А я знал: что будет. Я знал, что это может удасться – но не знал: к кому обратиться и у кого искать совета. И тут-то вдруг пошло у меня мелькать в уме ашиновское присловье: «шерше ля Хам».
– Хам! Хам! явись мне, пожалуйста, в какой ты можешь оболочке, – и он явился.
Признаюсь, мне тогда доставляло немалое наслаждение слушать рассказы о том, как Достоевский в доме поэта Толстого гнал молодую барышню и образованных людей на кухню – «учиться к кухонному мужику».[25] Его не послушали: барышня У<ша>кова предложила ему самому пойти и поучиться у кухонного мужика вежливости. Вот это самое сподручное «шерше ля Хам», но в столкновении с дамскою затеею выводить в полонезе высеченных болгар – кухонный мужик не поможет… А между тем, представьте себе, что без него ничего бы не было.
– Ах, шельма этакой!
– Да; да; этот monsieur le кухонный мужик сделал первое указание, а потом…
– Ну, вы, разумеется, потом…
– Нет, то-то и есть, что и потом еще не я, а другие, случайные элементы. Дослушайте, – это очень характерно.
Весь остаток дня после визита у дипломатической дамы я ходил встревоженный и огорченный, можно сказать, в каком-то сумраке, но мысль расстроить церемониальный полонез первых дам с высеченными Паницею болгарами меня не оставляла.

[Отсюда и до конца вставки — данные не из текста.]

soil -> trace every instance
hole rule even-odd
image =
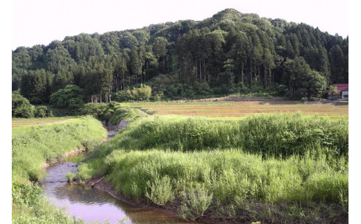
[[[43,164],[40,167],[41,168],[47,168],[47,167],[49,167],[56,163],[58,163],[58,162],[61,162],[64,158],[66,158],[67,157],[69,157],[71,155],[75,155],[75,154],[78,154],[78,153],[83,153],[83,152],[85,152],[86,150],[85,148],[78,148],[77,149],[74,149],[73,150],[71,150],[70,152],[68,152],[65,155],[64,155],[64,156],[61,158],[59,158],[57,160],[54,161],[54,162],[46,162],[44,164]]]

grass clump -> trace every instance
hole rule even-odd
[[[94,150],[79,177],[106,175],[126,197],[187,221],[344,222],[348,144],[347,122],[299,114],[146,118]]]
[[[101,123],[90,117],[67,122],[26,126],[12,130],[12,178],[37,180],[40,167],[78,148],[93,149],[106,137]]]
[[[212,194],[198,184],[194,189],[181,193],[182,205],[178,213],[188,221],[196,221],[202,217],[212,202]]]
[[[348,153],[349,125],[343,120],[331,121],[301,114],[260,114],[227,121],[156,117],[130,125],[115,138],[117,147],[139,150],[237,148],[263,156],[285,157],[322,148],[328,154],[340,155]]]

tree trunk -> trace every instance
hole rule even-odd
[[[261,72],[260,72],[260,66],[259,65],[258,65],[258,67],[257,68],[257,70],[258,71],[258,84],[259,84],[261,82]]]
[[[202,83],[202,61],[199,61],[199,80]]]
[[[265,76],[265,87],[266,88],[267,87],[267,70],[265,67],[263,71],[263,76]]]
[[[243,63],[242,64],[242,70],[241,70],[241,74],[242,74],[242,83],[244,83],[243,81],[243,78],[244,77],[244,74],[243,73]]]

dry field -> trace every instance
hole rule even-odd
[[[50,119],[12,119],[12,128],[16,128],[24,126],[47,124],[56,122],[65,122],[70,120],[69,118],[50,118]]]
[[[334,102],[299,101],[238,101],[238,102],[184,102],[126,103],[154,115],[187,115],[212,117],[242,117],[259,113],[295,113],[306,116],[327,116],[331,119],[349,117],[349,105]]]

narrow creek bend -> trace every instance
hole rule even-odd
[[[108,130],[108,139],[117,133],[116,130]],[[185,223],[167,213],[131,205],[90,186],[68,183],[67,173],[78,172],[78,166],[85,155],[81,153],[72,155],[64,162],[48,167],[47,176],[41,182],[44,194],[58,207],[65,208],[70,216],[74,216],[85,222],[107,221],[110,223],[119,223],[118,220],[128,217],[125,223]]]

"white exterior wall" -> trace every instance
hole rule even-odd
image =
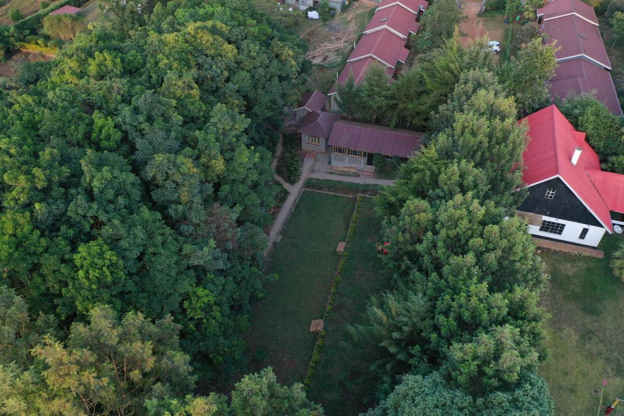
[[[553,221],[554,222],[559,222],[560,224],[565,224],[565,228],[563,229],[563,232],[561,234],[561,235],[559,235],[552,232],[540,231],[540,227],[537,225],[529,225],[529,232],[530,234],[535,235],[535,237],[547,237],[548,238],[562,240],[568,242],[597,247],[600,242],[600,240],[602,239],[602,236],[605,235],[605,232],[607,231],[607,230],[602,227],[588,225],[587,224],[559,219],[558,218],[554,218],[553,217],[542,215],[542,219],[547,221]],[[578,238],[578,236],[580,235],[581,231],[583,228],[588,228],[589,231],[587,232],[587,235],[585,236],[585,239],[581,240]]]
[[[366,166],[366,157],[358,157],[358,156],[349,156],[340,153],[331,152],[331,166],[354,166],[358,169],[361,169]]]

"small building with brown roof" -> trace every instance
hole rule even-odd
[[[310,113],[323,110],[326,101],[327,96],[318,89],[305,93],[301,96],[301,99],[297,104],[297,108],[295,109],[296,124],[300,124]]]
[[[347,120],[334,123],[328,145],[331,165],[362,169],[373,166],[375,155],[407,159],[422,146],[423,133]]]
[[[324,153],[332,128],[342,115],[337,112],[316,111],[308,114],[297,132],[301,135],[301,149]]]
[[[76,14],[80,11],[79,7],[75,7],[73,6],[64,6],[60,9],[57,9],[54,11],[49,12],[50,16],[56,16],[57,14]]]

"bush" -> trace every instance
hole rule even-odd
[[[624,244],[611,255],[611,268],[615,277],[624,282]]]
[[[13,7],[9,11],[9,19],[11,19],[14,23],[19,22],[23,18],[24,16],[22,16],[22,12],[19,11],[18,9]]]

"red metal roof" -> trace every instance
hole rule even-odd
[[[555,46],[560,47],[557,51],[557,59],[583,56],[597,64],[611,69],[598,26],[570,15],[544,22],[542,30],[548,34],[549,43],[556,40]]]
[[[381,64],[373,57],[368,57],[348,62],[340,72],[340,74],[338,76],[336,82],[332,86],[331,89],[329,90],[329,95],[331,96],[333,94],[336,94],[338,91],[336,86],[338,84],[344,84],[347,79],[349,79],[349,76],[351,74],[353,74],[353,82],[355,82],[355,84],[359,85],[361,84],[362,81],[364,81],[364,77],[366,74],[366,70],[368,69],[368,67],[373,64],[381,65]],[[391,77],[394,74],[394,68],[386,67],[386,73]]]
[[[325,139],[329,137],[334,124],[340,119],[342,114],[326,111],[313,112],[308,114],[298,133],[316,136]]]
[[[308,91],[301,96],[301,99],[299,101],[296,109],[305,108],[308,111],[320,111],[326,101],[327,96],[318,89]]]
[[[420,24],[416,21],[416,15],[398,4],[378,10],[364,29],[364,32],[389,30],[404,39],[410,33],[416,33]]]
[[[415,14],[418,13],[418,9],[421,7],[426,10],[429,6],[429,2],[425,0],[381,0],[379,5],[377,7],[377,10],[383,10],[395,4],[397,4]]]
[[[373,124],[339,120],[327,144],[365,152],[409,157],[414,149],[422,146],[423,133],[392,129]]]
[[[588,171],[600,171],[600,163],[598,155],[585,142],[585,133],[575,130],[554,105],[524,120],[529,124],[530,137],[523,154],[524,182],[530,186],[558,176],[605,227],[612,232],[609,209],[588,173]],[[582,152],[574,166],[570,159],[577,147],[580,147]]]
[[[592,169],[587,173],[609,210],[624,212],[624,175]]]
[[[65,14],[66,13],[69,13],[70,14],[76,14],[80,11],[80,8],[75,7],[73,6],[64,6],[60,9],[57,9],[54,11],[50,12],[49,14],[51,16],[55,16],[56,14]]]
[[[556,19],[566,14],[574,14],[598,26],[598,19],[593,7],[581,0],[553,0],[537,9],[537,16],[544,15],[544,20]]]
[[[615,87],[611,73],[588,62],[577,58],[558,62],[555,69],[555,76],[548,84],[550,96],[565,98],[570,91],[576,94],[594,91],[596,98],[604,103],[609,110],[617,116],[622,115]]]
[[[378,31],[362,36],[347,62],[370,57],[394,68],[401,57],[405,56],[403,49],[409,53],[405,47],[405,39],[388,30]]]

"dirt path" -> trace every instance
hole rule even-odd
[[[478,16],[481,10],[480,0],[466,0],[464,2],[463,20],[459,24],[459,30],[462,34],[459,42],[467,46],[473,39],[487,35],[491,40],[503,40],[504,22],[502,17],[483,18]]]

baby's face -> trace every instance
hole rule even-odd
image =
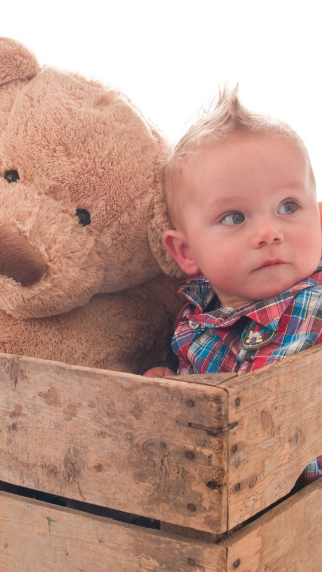
[[[188,271],[203,272],[222,306],[275,296],[316,268],[319,207],[307,158],[293,141],[234,136],[205,147],[182,184]]]

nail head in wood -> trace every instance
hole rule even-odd
[[[249,488],[252,488],[253,487],[255,486],[255,484],[256,484],[257,480],[257,476],[256,476],[256,475],[253,475],[253,476],[251,477],[251,478],[249,479]]]
[[[187,459],[189,459],[190,460],[192,460],[193,459],[194,459],[194,455],[192,452],[192,451],[187,451],[186,453],[186,457]]]

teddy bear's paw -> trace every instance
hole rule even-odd
[[[30,80],[40,70],[29,50],[9,38],[0,38],[0,85],[12,80]]]

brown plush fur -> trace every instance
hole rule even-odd
[[[0,41],[0,351],[133,372],[164,355],[166,149],[117,90]]]

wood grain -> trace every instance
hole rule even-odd
[[[0,492],[0,572],[225,572],[226,549]]]
[[[243,378],[228,394],[228,527],[289,492],[322,453],[322,346]]]
[[[0,386],[0,480],[226,529],[225,390],[8,355]]]
[[[320,572],[321,499],[320,479],[222,542],[227,571]]]

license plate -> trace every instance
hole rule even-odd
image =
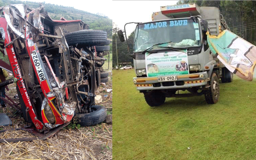
[[[157,77],[158,82],[166,82],[169,81],[174,81],[177,80],[177,76],[166,76]]]
[[[40,81],[42,82],[44,81],[45,80],[45,76],[44,74],[43,68],[42,68],[39,58],[36,51],[33,51],[32,53],[31,54],[31,56],[32,56],[32,59],[34,62],[35,66],[36,66],[36,69],[40,79]]]

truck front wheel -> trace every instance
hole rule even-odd
[[[233,73],[230,72],[226,67],[222,68],[221,82],[222,83],[228,83],[233,81]]]
[[[160,91],[153,90],[149,92],[144,93],[145,100],[151,107],[158,106],[164,104],[165,100],[164,94]]]
[[[207,103],[214,104],[217,103],[220,96],[220,84],[217,75],[212,73],[211,78],[210,87],[208,88],[204,93],[204,97]]]

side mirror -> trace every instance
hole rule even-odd
[[[206,32],[208,30],[208,22],[204,20],[202,20],[202,25],[203,26],[203,31]]]
[[[123,31],[122,30],[119,30],[117,31],[117,35],[119,37],[119,39],[121,42],[124,42],[124,34],[123,34]]]

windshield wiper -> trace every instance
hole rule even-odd
[[[156,46],[157,46],[159,45],[161,45],[161,44],[165,44],[166,43],[170,43],[171,42],[172,42],[172,41],[170,41],[170,42],[164,42],[164,43],[158,43],[157,44],[154,44],[154,45],[152,45],[152,46],[151,46],[151,47],[150,47],[149,48],[147,48],[147,49],[145,49],[145,50],[144,50],[144,51],[142,51],[142,52],[141,52],[141,54],[144,54],[146,52],[148,51],[150,49],[152,49],[152,48],[154,47],[155,47]],[[157,46],[157,47],[160,47],[160,46]]]
[[[164,47],[163,46],[158,46],[157,47],[160,48],[172,48],[172,49],[188,49],[188,47],[171,47],[171,46],[166,46]]]

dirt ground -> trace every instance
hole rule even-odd
[[[112,89],[112,71],[109,75],[108,82],[106,85],[101,85],[96,92],[102,98],[100,105],[107,109],[108,114],[112,114],[112,93],[107,91],[107,89]],[[12,98],[17,94],[15,85],[9,85],[10,90],[6,91]],[[13,123],[11,126],[0,126],[0,132],[0,132],[0,139],[35,137],[25,130],[13,130],[29,124],[21,113],[9,105],[0,108],[0,113],[7,114]],[[44,140],[0,143],[0,160],[112,159],[112,125],[103,123],[78,128],[70,124]]]

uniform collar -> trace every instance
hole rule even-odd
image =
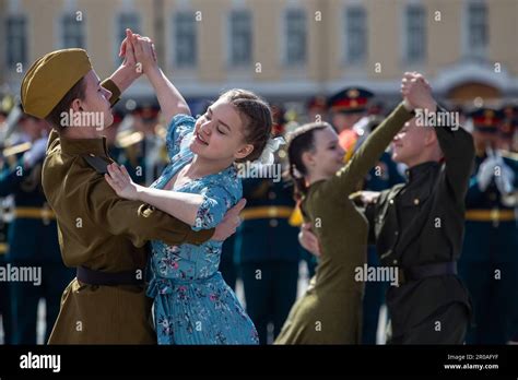
[[[409,178],[409,181],[411,181],[417,178],[419,176],[421,176],[422,174],[427,173],[429,169],[436,168],[439,166],[440,166],[440,163],[436,161],[428,161],[426,163],[422,163],[407,169],[407,177]]]
[[[57,132],[52,131],[52,133]],[[68,139],[60,135],[59,141],[61,142],[61,152],[66,154],[90,154],[95,156],[108,157],[108,145],[106,143],[105,136],[96,139]]]

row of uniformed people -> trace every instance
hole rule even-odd
[[[518,340],[518,107],[471,112],[476,149],[460,275],[472,297],[469,344]]]
[[[1,309],[7,344],[36,344],[40,299],[45,300],[47,340],[59,312],[61,293],[73,277],[62,264],[56,218],[42,189],[47,132],[45,121],[24,116],[12,145],[1,150],[0,198],[4,205],[9,203],[0,215],[2,265],[7,272],[31,268],[25,273],[32,274],[2,284],[1,292],[7,296]]]

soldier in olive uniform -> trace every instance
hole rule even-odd
[[[103,83],[82,49],[45,55],[22,81],[25,111],[45,118],[55,129],[48,141],[43,186],[57,216],[62,259],[76,269],[76,278],[61,299],[49,340],[52,344],[155,343],[152,300],[145,297],[143,283],[145,242],[224,240],[238,223],[239,207],[227,213],[227,223],[215,235],[214,229],[195,233],[149,205],[120,199],[105,181],[111,159],[101,136],[102,129],[113,122],[110,103],[141,74],[131,44],[126,50],[121,67]],[[70,128],[70,120],[63,118],[67,112],[78,116],[81,128]]]
[[[40,268],[42,271],[38,284],[10,283],[12,343],[36,344],[39,299],[45,299],[46,305],[47,340],[58,317],[61,293],[73,273],[61,263],[56,219],[42,189],[47,124],[30,116],[23,117],[20,124],[33,140],[32,147],[19,155],[15,165],[0,173],[0,197],[12,194],[15,204],[14,218],[9,226],[7,261],[13,266]]]
[[[405,79],[424,81],[412,73]],[[437,108],[431,93],[420,96],[428,117],[407,122],[392,144],[392,159],[409,166],[408,182],[377,198],[365,197],[365,216],[381,265],[391,270],[398,283],[386,298],[390,343],[462,344],[471,301],[457,276],[457,261],[462,249],[473,139],[450,114]],[[314,238],[303,241],[318,251],[318,246],[309,244]]]

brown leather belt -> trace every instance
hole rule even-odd
[[[16,207],[14,216],[27,219],[56,219],[56,214],[50,209]]]
[[[400,285],[410,281],[419,281],[426,277],[457,274],[457,262],[437,262],[433,264],[412,268],[398,266],[398,282]]]
[[[87,285],[143,285],[144,284],[144,270],[139,269],[134,271],[125,272],[101,272],[94,271],[84,266],[78,266],[76,269],[78,281]],[[141,273],[141,278],[137,276],[138,271]]]

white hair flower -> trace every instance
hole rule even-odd
[[[272,139],[270,138],[267,142],[267,145],[262,150],[261,156],[256,161],[261,165],[272,165],[275,161],[273,155],[281,145],[284,145],[286,142],[282,136]]]

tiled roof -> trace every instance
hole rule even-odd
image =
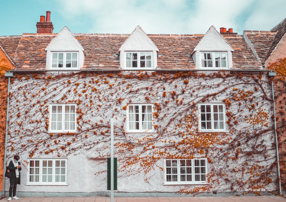
[[[21,36],[0,37],[17,70],[45,69],[45,49],[57,35],[25,34]],[[74,34],[84,49],[82,69],[120,69],[118,50],[129,34]],[[148,35],[159,49],[157,69],[195,68],[190,55],[203,35]],[[243,36],[223,35],[235,50],[233,68],[259,69],[261,64]],[[265,48],[267,48],[265,47]]]
[[[281,22],[273,28],[271,31],[277,31],[277,34],[275,37],[273,43],[269,51],[268,51],[265,58],[265,61],[266,61],[268,57],[272,53],[273,51],[275,50],[279,43],[282,37],[285,35],[286,33],[286,18],[284,19]]]
[[[276,35],[276,31],[245,31],[244,32],[263,63]]]

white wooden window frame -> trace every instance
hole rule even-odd
[[[225,59],[224,60],[222,60],[221,59],[221,54],[223,53],[225,54]],[[202,54],[206,54],[207,55],[206,58],[204,59],[204,58],[203,58]],[[212,58],[211,59],[208,60],[207,58],[207,54],[211,54],[212,56]],[[215,57],[216,54],[219,54],[220,55],[220,58],[219,60],[216,60],[216,58]],[[228,62],[227,58],[227,51],[201,51],[200,52],[200,67],[202,69],[210,69],[210,68],[214,68],[214,69],[228,69]],[[206,61],[206,66],[204,67],[203,66],[202,62],[203,61]],[[212,66],[208,66],[208,61],[212,61]],[[226,66],[225,67],[222,67],[221,66],[221,61],[225,61],[226,63]],[[217,61],[218,61],[219,62],[220,64],[220,66],[216,66],[216,62]]]
[[[164,159],[164,185],[207,184],[206,158]]]
[[[210,107],[210,110],[207,111],[206,110],[206,106]],[[214,106],[221,106],[222,111],[220,112],[219,107],[217,110],[214,110]],[[202,131],[210,132],[224,132],[226,131],[226,123],[225,105],[222,103],[204,103],[199,104],[199,129]],[[202,124],[202,122],[204,123]],[[223,126],[223,128],[219,128],[220,126],[218,126],[218,123],[221,124],[221,126]],[[210,126],[211,128],[207,129],[207,126]],[[219,128],[215,127],[217,126]],[[205,126],[204,127],[204,126]]]
[[[58,106],[61,106],[61,112],[58,112]],[[72,113],[70,111],[69,113],[67,113],[66,112],[66,106],[69,107],[70,110],[70,107],[74,107],[74,111]],[[56,108],[57,111],[55,113],[53,112],[53,107]],[[49,130],[50,132],[61,133],[65,132],[77,132],[77,124],[76,108],[77,106],[76,104],[51,104],[49,106]],[[61,117],[59,117],[57,115],[61,114]],[[67,115],[67,116],[66,115]],[[67,117],[67,115],[69,115],[68,117]],[[70,120],[71,117],[73,116],[73,120]],[[67,118],[70,119],[69,120],[66,120]],[[55,119],[55,118],[56,119]],[[65,124],[66,122],[69,123],[69,126],[70,126],[71,123],[73,123],[74,124],[74,128],[73,129],[70,129],[69,128],[68,129],[65,128]],[[54,124],[55,124],[56,128],[57,128],[57,123],[59,124],[60,124],[61,129],[53,129],[53,127]]]
[[[131,54],[132,55],[134,53],[137,53],[137,59],[136,60],[134,60],[132,58],[131,58],[131,59],[130,60],[128,59],[128,58],[127,57],[127,54]],[[145,54],[145,59],[144,60],[141,60],[140,59],[140,54],[141,53],[144,53]],[[150,58],[151,59],[150,60],[147,60],[146,58],[146,54],[151,54]],[[126,69],[153,69],[153,60],[154,58],[153,58],[153,51],[126,51],[124,52],[124,56],[125,57],[125,66],[126,68]],[[127,63],[128,61],[130,61],[131,62],[131,66],[133,66],[132,65],[132,61],[136,61],[137,62],[137,67],[133,67],[131,66],[128,67],[128,66]],[[140,66],[141,61],[144,61],[145,66],[141,67]],[[150,67],[146,67],[146,64],[147,63],[146,62],[147,61],[150,61],[150,62],[151,63],[151,66]]]
[[[67,185],[67,159],[28,159],[28,161],[27,185]]]
[[[59,53],[62,53],[63,54],[63,60],[59,60]],[[71,58],[70,60],[67,60],[67,53],[70,53],[71,54]],[[72,55],[73,54],[74,54],[75,53],[76,54],[76,59],[73,59],[72,58]],[[54,54],[57,54],[57,59],[56,60],[53,60],[53,56]],[[78,51],[53,51],[51,52],[51,67],[50,68],[51,69],[56,69],[56,70],[77,70],[79,69],[79,52]],[[63,66],[62,67],[59,67],[58,66],[58,63],[59,61],[59,60],[62,60],[63,61]],[[71,61],[71,66],[70,67],[67,67],[67,61]],[[53,62],[54,61],[57,61],[57,66],[56,67],[53,67]],[[75,61],[76,62],[76,66],[72,67],[72,61]]]
[[[147,112],[146,114],[145,113],[143,113],[145,114],[147,114],[149,115],[147,116],[146,119],[145,121],[142,120],[142,106],[150,106],[151,107],[152,112]],[[131,111],[130,109],[130,107],[133,108],[134,109],[135,106],[138,106],[138,112],[134,111],[133,110],[133,112]],[[128,105],[127,110],[127,132],[152,132],[154,131],[154,127],[153,126],[153,114],[154,112],[153,108],[154,105],[153,104],[129,104]],[[138,115],[138,118],[137,120],[136,119],[136,114]],[[151,120],[150,120],[150,116],[151,116]],[[145,117],[145,116],[144,116]],[[138,123],[138,129],[135,129],[136,128],[136,123]],[[143,125],[144,123],[147,123],[147,129],[144,129],[142,128]],[[149,128],[148,127],[148,124],[151,124],[151,128]],[[131,128],[132,126],[134,127],[133,128]]]

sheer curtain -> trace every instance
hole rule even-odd
[[[216,129],[223,129],[223,108],[222,105],[213,106],[214,124]]]
[[[134,111],[133,106],[129,106],[129,129],[134,130]]]
[[[147,130],[147,106],[142,105],[142,130]]]

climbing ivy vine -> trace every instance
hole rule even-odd
[[[143,173],[146,183],[152,184],[154,171],[164,176],[164,158],[206,157],[207,184],[174,185],[178,193],[273,191],[277,171],[271,89],[265,74],[150,71],[16,75],[10,94],[8,154],[17,151],[26,153],[26,158],[66,157],[84,152],[97,163],[104,163],[113,118],[119,177]],[[145,103],[154,104],[154,132],[127,132],[128,104]],[[206,103],[225,104],[226,131],[199,131],[198,104]],[[77,104],[78,132],[49,132],[49,105],[60,103]]]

Трудно, почти безнадежно трудно, но, однако, я еще не отказывался… Авось какая-нибудь случайность поможет!
Я свой план не бросаю: чуть явится повод – я готов служить делу.
Главная вещь – надо было дорожить временем: я слышал, как Цибела обещала Корибанту написать для его газеты «жаркий артикль». Он его напечатает завтра же. Там будут «шпильки на все стороны», и Цибела его уверила, что ничего не следует бояться, потому что ее брат «хорош с цензурою»…[26] Она пошлет господина своего брата, и все сойдет благополучно… Чтобы статья имела большее значение – ее подпишет Редедя… На него подуются, но тоже… ему сойдет… Ведь он уже не в первый раз то на коне, то под конем… Потом она, – сама жестокая Цибела… О, что она наделает! Какой раздует пожар завтра же в городе!.. У нее в дорожном сундуке есть кучерский ремень и большие никелевые часы «на поясницу»… С этим ездят только очень занятые люди, у которых каждое мгновение рассчитано. Им некогда вынимать из кармана часы и смотреть на них: у них часы всегда висят на пояснице у кучера, так что циферблат их виден пассажирам и заметен публике, которая отсюда понимает, что это едет лицо, у которого очень дорого время.